Photochemical processes in Titan’s upper atmosphere produce a number of hydrocarbon and nitrile gases which reach their condensation temperatures in Titan’s stratosphere. These ices form around the organic haze particles which give Titan its characteristic orange color. The microphysics of these ice particles was modeled using the Titan mode of PlanetCARMA (based on the Community Aerosol & Radiation Model for Atmospheres). CARMA models the vertical transport, coagulation, nucleation, condensation, and evaporation of particles in a column of atmosphere. Ice composition includes hydrogen cyanide (HCN), benzene (C₆H₆), diacetylene (C₄H₂), propane (C₃H₈), acetylene (C₂H₂), and ethane (C₂H₆). CARMA tracks the mass of each ice on the atmospheric particles and calculates a flux of material across the tropopause.

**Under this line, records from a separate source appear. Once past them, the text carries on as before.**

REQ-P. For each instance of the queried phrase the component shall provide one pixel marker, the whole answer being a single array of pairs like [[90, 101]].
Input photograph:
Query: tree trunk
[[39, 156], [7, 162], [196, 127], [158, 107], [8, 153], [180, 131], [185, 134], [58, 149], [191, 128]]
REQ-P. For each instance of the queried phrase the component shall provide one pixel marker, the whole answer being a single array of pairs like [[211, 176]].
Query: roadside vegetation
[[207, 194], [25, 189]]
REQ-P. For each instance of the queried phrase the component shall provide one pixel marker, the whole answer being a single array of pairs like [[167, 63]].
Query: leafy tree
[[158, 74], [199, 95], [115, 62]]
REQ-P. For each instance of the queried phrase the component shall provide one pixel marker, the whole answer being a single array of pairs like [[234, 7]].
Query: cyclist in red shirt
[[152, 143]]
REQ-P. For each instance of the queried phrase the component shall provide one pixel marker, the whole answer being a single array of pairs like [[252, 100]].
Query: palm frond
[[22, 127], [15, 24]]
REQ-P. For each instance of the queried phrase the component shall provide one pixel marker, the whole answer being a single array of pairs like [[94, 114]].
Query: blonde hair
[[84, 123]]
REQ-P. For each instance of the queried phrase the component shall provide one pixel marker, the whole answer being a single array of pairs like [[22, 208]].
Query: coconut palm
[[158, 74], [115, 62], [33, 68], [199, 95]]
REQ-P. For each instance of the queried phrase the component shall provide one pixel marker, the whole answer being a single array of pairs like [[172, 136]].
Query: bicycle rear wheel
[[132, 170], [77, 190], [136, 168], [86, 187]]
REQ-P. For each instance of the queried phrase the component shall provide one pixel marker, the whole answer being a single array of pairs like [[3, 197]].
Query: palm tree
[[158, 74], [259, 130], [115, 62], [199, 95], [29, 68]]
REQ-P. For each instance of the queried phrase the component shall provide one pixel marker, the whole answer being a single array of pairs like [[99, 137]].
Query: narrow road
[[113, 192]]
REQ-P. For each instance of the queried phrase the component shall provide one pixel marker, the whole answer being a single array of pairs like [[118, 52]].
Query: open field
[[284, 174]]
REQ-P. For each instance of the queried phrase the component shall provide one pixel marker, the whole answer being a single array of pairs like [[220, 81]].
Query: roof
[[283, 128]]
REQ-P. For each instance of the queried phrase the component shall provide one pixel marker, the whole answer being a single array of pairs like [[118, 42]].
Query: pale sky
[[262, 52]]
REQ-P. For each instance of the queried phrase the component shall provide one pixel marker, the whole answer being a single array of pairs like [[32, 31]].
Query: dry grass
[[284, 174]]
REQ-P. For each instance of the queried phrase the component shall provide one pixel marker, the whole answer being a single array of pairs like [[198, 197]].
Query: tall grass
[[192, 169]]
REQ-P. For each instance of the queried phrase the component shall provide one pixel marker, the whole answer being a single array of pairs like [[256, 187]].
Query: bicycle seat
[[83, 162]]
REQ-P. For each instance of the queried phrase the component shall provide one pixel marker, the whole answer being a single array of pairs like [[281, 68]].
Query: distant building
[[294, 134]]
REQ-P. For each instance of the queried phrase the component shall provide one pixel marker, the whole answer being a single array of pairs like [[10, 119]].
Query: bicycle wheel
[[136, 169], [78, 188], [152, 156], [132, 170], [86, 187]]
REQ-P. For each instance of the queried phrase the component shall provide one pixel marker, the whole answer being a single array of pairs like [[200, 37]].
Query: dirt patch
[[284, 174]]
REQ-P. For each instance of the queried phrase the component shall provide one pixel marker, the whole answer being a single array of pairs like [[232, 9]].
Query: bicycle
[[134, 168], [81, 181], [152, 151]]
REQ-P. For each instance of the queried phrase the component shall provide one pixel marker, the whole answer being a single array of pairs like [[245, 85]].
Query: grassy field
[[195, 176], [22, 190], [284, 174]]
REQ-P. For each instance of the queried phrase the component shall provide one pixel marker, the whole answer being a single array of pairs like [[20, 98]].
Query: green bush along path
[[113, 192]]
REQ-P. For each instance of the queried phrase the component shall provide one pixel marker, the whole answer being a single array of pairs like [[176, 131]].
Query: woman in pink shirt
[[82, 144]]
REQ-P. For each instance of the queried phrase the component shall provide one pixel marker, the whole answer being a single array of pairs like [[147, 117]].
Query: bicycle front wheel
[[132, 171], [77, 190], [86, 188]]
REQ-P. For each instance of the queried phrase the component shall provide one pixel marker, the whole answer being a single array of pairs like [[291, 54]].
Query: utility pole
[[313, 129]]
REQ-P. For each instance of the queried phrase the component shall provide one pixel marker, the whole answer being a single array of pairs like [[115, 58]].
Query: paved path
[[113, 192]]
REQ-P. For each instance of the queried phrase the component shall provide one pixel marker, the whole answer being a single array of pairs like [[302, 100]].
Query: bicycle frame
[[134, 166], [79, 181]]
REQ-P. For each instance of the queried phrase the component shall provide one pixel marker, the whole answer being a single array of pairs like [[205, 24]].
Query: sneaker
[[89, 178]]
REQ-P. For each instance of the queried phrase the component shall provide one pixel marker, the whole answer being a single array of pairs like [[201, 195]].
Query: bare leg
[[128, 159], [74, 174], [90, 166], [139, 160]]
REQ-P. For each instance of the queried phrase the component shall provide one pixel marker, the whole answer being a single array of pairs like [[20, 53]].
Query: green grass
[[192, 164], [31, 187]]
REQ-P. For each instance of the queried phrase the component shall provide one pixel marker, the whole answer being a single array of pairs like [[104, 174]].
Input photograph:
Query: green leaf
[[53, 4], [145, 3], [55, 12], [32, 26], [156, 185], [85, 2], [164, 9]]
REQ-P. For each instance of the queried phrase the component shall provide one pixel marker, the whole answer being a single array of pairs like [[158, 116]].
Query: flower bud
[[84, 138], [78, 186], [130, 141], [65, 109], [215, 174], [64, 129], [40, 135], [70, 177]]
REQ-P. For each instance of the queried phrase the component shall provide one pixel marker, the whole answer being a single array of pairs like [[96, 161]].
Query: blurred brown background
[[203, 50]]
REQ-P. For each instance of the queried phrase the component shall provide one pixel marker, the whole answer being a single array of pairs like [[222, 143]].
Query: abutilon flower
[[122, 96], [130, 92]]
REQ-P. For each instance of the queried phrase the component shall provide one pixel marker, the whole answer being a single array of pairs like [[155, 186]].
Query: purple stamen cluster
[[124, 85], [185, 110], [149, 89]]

Once in the troposphere, these particles can become seed nuclei for the methane clouds seen from groundbased and Cassini observations. Methane is the only condensable gas abundant enough in Titan’s atmosphere to grow cloud particles to raindrop sizes, which then fall to the surface transporting any haze and ice mass within. The Titan Regional Atmospheric Modeling System (TRAMS) is a fully dynamic, compressible, regional-scale numerical model of Titan’s atmosphere. Coupled to CARMA, TRAMS is used to explore the microphysics and dynamics of Titan’s methane storms. We will report on results from TRAMS simulations of methane clouds and storms to quantify the mass and composition of ices deposited at Titan’s surface and implications for local changes in Titan’s surface albedo.